Session 1710: The Da Vinci Code versus Medieval Studies: Facts, Fiction, and False Leads

Thursday 13 July 2006, 14.00-16.30

Organiser:Axel E. W. Müller, Institute for Medieval Studies, University of Leeds
Moderator/Chair:Richard Barber, Boydell & Brewer, Woodbridge
Abstract

The Da Vinci Code was first published in 2003; since then, more than an estimated 40,000,000 copies have been printed worldwide (over 4,000,000 copies alone were sold in the UK last year). In 2005, the novel was within the top three highest selling fictional works in more than 20 countries. This fictional thriller, which supposes a marriage between Jesus and Mary Magdalene that produced a royal bloodline in France, is one of the most popular and controversial novels of our time. Along the way, it has sparked debates about the legitimacy of Western and Christian history. The Da Vinci Code begins with a spectacular murder in the Louvre. All clues allegedly point to a covert religious organisation that will stop at nothing to protect a secret that appears to threaten the overthrow of 2,000 years of accepted dogma.

The novel touches upon some of Western culture’s greatest so-called ‘mysteries’: from the Priory of Sion, the Knights Templar, and Opus Dei, to Mona Lisa’s smile and the Holy Grail. Since the publication of the book, rarely a week goes by without yet another ground-breaking TV/radio programme on ‘deciphering/breaking/decoding/uncovering/cracking The Da Vinci Code’. In May 2006, a feature length film based on the novel is scheduled to be released. Directed by Ron Howard, Dan Brown's The Da Vinci Code is brought to the big screen with a cast headed by Tom Hanks, Audrey Tautou, Sir Ian McKellen, Alfred Molina, and Jean Reno.

Many medievalists are contacted by students, staff, the media, and the general public about some of the points raised in the novel.

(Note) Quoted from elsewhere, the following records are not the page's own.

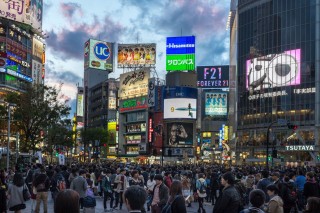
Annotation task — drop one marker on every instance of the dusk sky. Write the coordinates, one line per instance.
(70, 23)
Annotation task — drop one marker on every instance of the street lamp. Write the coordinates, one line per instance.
(9, 119)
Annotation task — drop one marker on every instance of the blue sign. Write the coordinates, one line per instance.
(181, 45)
(180, 92)
(102, 51)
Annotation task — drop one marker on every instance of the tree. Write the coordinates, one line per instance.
(36, 109)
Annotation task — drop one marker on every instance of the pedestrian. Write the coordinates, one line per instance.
(229, 200)
(16, 201)
(107, 189)
(80, 185)
(256, 199)
(121, 182)
(201, 186)
(313, 205)
(176, 200)
(67, 201)
(134, 198)
(160, 195)
(41, 184)
(311, 187)
(275, 204)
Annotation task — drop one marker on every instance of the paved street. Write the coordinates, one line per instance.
(99, 207)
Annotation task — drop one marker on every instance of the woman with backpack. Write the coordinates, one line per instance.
(176, 202)
(201, 186)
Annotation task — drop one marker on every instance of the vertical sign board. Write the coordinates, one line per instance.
(180, 53)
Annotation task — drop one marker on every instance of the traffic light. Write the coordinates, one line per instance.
(291, 126)
(274, 153)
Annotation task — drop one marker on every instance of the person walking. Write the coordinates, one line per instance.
(229, 201)
(16, 201)
(275, 204)
(201, 186)
(41, 184)
(80, 185)
(160, 195)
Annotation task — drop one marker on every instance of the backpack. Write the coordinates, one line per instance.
(167, 207)
(61, 183)
(202, 189)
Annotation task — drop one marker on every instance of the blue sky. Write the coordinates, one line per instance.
(70, 23)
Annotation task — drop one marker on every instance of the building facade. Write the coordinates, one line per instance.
(278, 61)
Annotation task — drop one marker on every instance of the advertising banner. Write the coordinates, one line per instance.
(136, 55)
(180, 92)
(180, 53)
(80, 105)
(98, 55)
(213, 77)
(180, 108)
(37, 49)
(180, 133)
(274, 70)
(133, 104)
(216, 103)
(151, 92)
(24, 11)
(112, 103)
(180, 62)
(36, 72)
(134, 83)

For medievalists, this raises the question of The Da Vinci Code’s relation to the public perception of history - of how this partially-factual history impinges on professional historiography.

Since publication of The Da Vinci Code, visitor numbers have risen sharply at all sites mentioned in the novel: from Rosslyn Chapel to the Louvre, and from Westminster Abbey to the church of St Sulpice, Paris. The novel has also inspired a plethora of Da Vinci-esque publications, both fictional and non-fictional. It seems that the book has rekindled in the public a fascination for all things medieval.

Due to limited time, this round table will be unable to answer all the questions raised by the book’s publication. Its aims will be to look behind some of the claims made in the novel, to provide an academic response to a work of fiction, and above all to explore how enthusiasm has changed attitudes to academic history by replacing it with an alternative version which the public cannot distinguish from the real thing.

Participants of this round table include Malcolm C. Barber (Professor of Medieval European History, Department of History, University of Reading, and author of The New Knighthood. A History of the Order of the Temple and Crusaders and Heretics, Twelfth to Fourteenth Centuries), Richard Barber (Publisher, Boydell & Brewer, and author of The Holy Grail: The History of a Legend), Andrew Prescott (Professor of History and Director of the Centre for Research into Freemasonry, University of Sheffield), and Helen Weinstein (Historian and BBC Producer and Broadcaster).